Tenho ouvido diretamente de milhares de defensores dos direitos humanos desde que me tornei relatora especial em maio de 2020 e muitos me contam como jornalistas, académicos, advogados, médicos e outros que expõem a corrupção continuam a ser alvo por causa seu trabalho. São frequentemente atacados por causa de seu sucesso - governos e empresas têm medo deles e do que possam revelar. E muitos têm alcançado resultados notáveis.

Activistas no Paquistão forçaram uma mudança na política governamental, tornando públicas as informações sobre contratos relacionados com a covid-19. No Quénia, as activistas locais pressionaram com sucesso no sentido de que milhares de escolas públicas obtivessem títulos de posse de terras, protegendo-as das apropriação para desenvolvimento de projectos corruptos. E na Guatemala a pressão de defensores dos direitos humanos levou a novos procedimentos no sistema nacional de previdência social, resultando na economia de US$ 500 milhões na compra de medicamentos.

Este é um trabalho vital contra a corrupção, é um trabalho de direitos humanos. As pessoas que o fazem devem ser protegidas e apoiadas, não vilipendiadas e atacadas.

A nossa investigação também sugere que as mulheres que lutam contra a corrupção são também muitas vezes alvo de represálias não só por causa do que fazem, mas por quem são. Riham Yaquoub era uma especialista em fitness que vivia em Bassorá, Iraque, uma forte defensora do acesso seguro a instalações desportivas e espaços públicos. Também liderou marchas de mulheres contra a corrupção. Após anos de assédio, difamação e ameaças online, em Agosto de 2020 foi baleada e morta no seu carro.

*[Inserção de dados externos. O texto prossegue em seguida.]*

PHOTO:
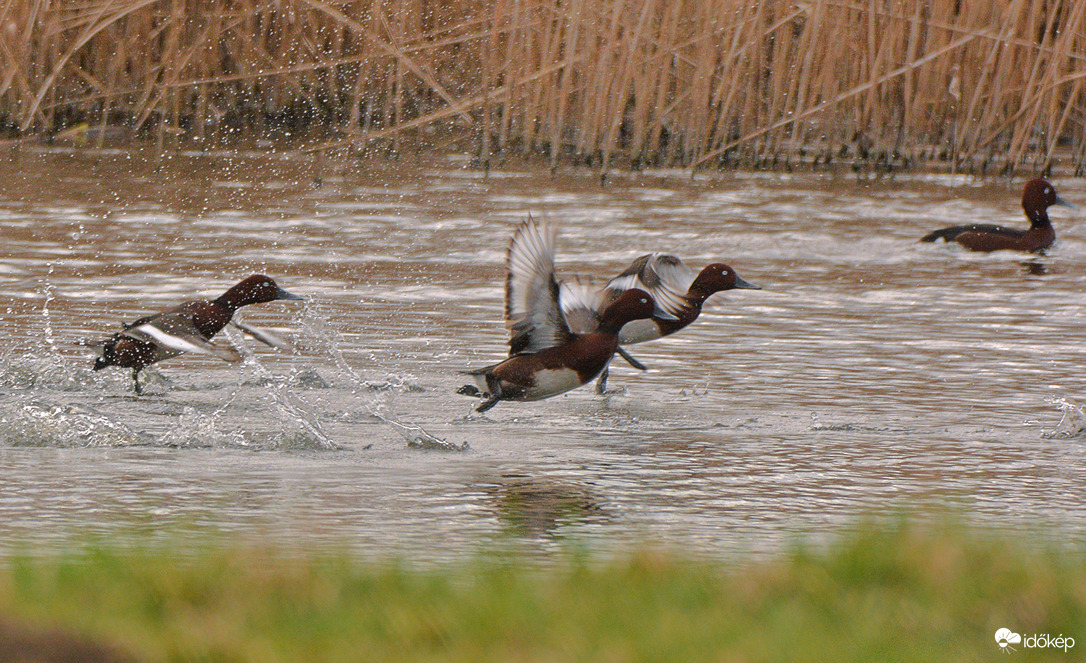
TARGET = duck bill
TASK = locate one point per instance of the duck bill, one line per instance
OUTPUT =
(661, 314)
(280, 294)
(745, 285)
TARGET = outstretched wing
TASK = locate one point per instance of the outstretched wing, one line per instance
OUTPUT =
(531, 291)
(661, 275)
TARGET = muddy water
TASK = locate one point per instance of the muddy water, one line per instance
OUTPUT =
(871, 374)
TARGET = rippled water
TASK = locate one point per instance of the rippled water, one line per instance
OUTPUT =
(871, 374)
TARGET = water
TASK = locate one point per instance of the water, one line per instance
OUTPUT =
(871, 375)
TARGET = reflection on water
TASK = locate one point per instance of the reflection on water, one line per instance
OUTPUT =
(870, 373)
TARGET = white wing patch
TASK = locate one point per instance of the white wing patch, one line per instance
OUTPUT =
(531, 290)
(181, 342)
(661, 275)
(581, 304)
(265, 337)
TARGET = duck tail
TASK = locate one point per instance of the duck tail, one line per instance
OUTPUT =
(944, 234)
(106, 358)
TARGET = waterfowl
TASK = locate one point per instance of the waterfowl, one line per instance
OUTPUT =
(545, 357)
(189, 327)
(1037, 196)
(674, 287)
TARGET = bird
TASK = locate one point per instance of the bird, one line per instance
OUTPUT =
(189, 327)
(545, 357)
(676, 288)
(1037, 196)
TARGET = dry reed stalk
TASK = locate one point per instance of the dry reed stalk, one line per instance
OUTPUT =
(690, 83)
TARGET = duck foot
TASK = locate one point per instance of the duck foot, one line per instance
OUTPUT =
(490, 402)
(630, 360)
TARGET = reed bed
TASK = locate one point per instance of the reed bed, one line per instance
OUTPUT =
(979, 85)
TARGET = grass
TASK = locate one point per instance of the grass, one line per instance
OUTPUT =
(983, 86)
(910, 593)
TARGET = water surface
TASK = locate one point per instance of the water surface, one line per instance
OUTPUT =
(870, 375)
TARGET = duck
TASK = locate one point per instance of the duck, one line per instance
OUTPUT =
(545, 357)
(1037, 196)
(676, 288)
(189, 327)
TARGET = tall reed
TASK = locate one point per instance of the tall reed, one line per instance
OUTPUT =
(984, 85)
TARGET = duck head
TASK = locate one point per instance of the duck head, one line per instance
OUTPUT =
(717, 277)
(1038, 196)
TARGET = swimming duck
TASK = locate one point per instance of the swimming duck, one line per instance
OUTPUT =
(545, 357)
(189, 327)
(674, 287)
(1037, 196)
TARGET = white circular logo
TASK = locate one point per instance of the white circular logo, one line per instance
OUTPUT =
(1006, 637)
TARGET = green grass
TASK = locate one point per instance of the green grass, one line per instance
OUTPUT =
(909, 593)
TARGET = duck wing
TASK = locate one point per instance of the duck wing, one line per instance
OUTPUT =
(954, 232)
(532, 312)
(264, 336)
(177, 342)
(582, 303)
(661, 275)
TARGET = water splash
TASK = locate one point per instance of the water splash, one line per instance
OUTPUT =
(304, 429)
(375, 395)
(196, 429)
(33, 424)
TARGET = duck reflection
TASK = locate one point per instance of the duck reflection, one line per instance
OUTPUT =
(530, 507)
(1035, 267)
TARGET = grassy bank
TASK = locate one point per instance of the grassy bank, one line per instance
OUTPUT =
(982, 86)
(907, 595)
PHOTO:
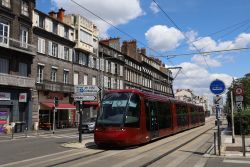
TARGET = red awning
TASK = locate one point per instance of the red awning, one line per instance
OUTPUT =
(60, 106)
(91, 103)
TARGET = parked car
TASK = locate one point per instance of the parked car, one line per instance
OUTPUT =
(88, 125)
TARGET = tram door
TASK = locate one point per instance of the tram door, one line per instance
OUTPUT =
(154, 127)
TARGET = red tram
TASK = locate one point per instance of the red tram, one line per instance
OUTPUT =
(132, 117)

Expor a corrupção é muitas vezes um acto delicado e perigoso, mas isso está a ser feito em todo o mundo por activistas, e os seus sucessos são vitórias para os direitos humanos.

Sabemos que obter ganhos requer persistência, às vezes durante muitos anos, e que a corrupção não desaparecerá da noite para o dia. Mas isso não é motivo para desistir. Na verdade, é mais um motivo para começar a tentar mudar as coisas agora. Durante minhas décadas de trabalho em prol dos direitos humanos, vi como melhorias radicais muitas vezes começam com pequenos passos.

Algumas reformas relativas à corrupção levarão tempo, mas tenho dito a Estados e empresas que há algumas coisas importantes que podem ser feitas imediatamente, a começar já nesta semana. As autoridades governamentais podem hoje, de agora em diante, reconhecer regularmente e publicamente o valor do trabalho de activistas anticorrupção e denunciar publicamente as ameaças e ataques contra elas.

Podem comprometer-se a abrir investigações rápidas, eficientes, transparentes e independentes sobre os ataques contra activistas. E podem simplesmente convocar reuniões com estas pessoas que intervêm a nível local contra a corrupção e ouvir seus conselhos sobre como a forma como devem ser apoiadas e protegidas.

Não é assim tão complicado. Cabe aos Estados encontrarem a vontade política para ajudar os seus activistas contra a corrupção e responsabilizar quem os ataca.